Following his Funny Money talk last on September 10, James Cunningham, host of Food Network's Eat St., donated $500 to Fanshawe's Sharing Shop program.

“Fanshawe's given so much to Funny Money, I just wanted to give back in some way,” said Cunningham. “When I found out about it, it was really a no-brainer.”

Cunningham remembered two students bringing up programs on campus, and that's when he became aware of the Sharing Shop.

“We teach about financial literacy and I think a lot of people don't understand how needy students are,” he said. “It's such a great program, and many students actually rely on it. That was a bit of a wakeup call for me.”
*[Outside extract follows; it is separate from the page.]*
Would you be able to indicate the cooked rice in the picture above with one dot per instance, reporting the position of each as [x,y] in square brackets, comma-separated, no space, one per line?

Cunningham liked the idea of Sharing Shop so much, he said, “Every campus should have this, and I hope every campus [does].”

Students can donate anything from dorm furniture to clothing to food.

Cunningham used food as an example of how to donate. “If every student brought one can [of food] every week or every second week, think about how much of a difference that would make to the [Sharing Shop] and the community.”

The reason behind Funny Money is to promote financial literacy for students, he said. “You're at a point in your life when you're really putting a lot of money into your [education]; you're not getting anything out of it yet.”

For students in a financial bind, Cunningham suggested visiting the Financial Aid office first.

“They're there for all kinds of questions like budgeting, credit cards. If you're having any problems at all ... please talk to these people,” he said. “I always call them financial ninjas. No question is ever too big or too small or too foolish.”

Cunningham likes to talk to students about money because it's always been a topic close to his heart.

“You're in a unique stage of your life where you're taking your first financial steps into adulthood,” he said. “Every single adult says, ‘I wish I had that when I was in school, I wish someone came to talk to me about money.'”

He approaches the topic with his comedic touch — a tactic that seems to hold students' attention. “ADD levels are so high now amongst students, so some kind of comedy, keeping them attentive that way is very essential. It's a boring topic to begin with,” he said.

But back to the Sharing Shop, he knows his donation is in good hands.

“[It's great to know] that the money that goes into the Sharing Shop goes right back to helping students,” he said. “Whatever they decide to do I'm sure they know what they're doing. It was an honour to support them.”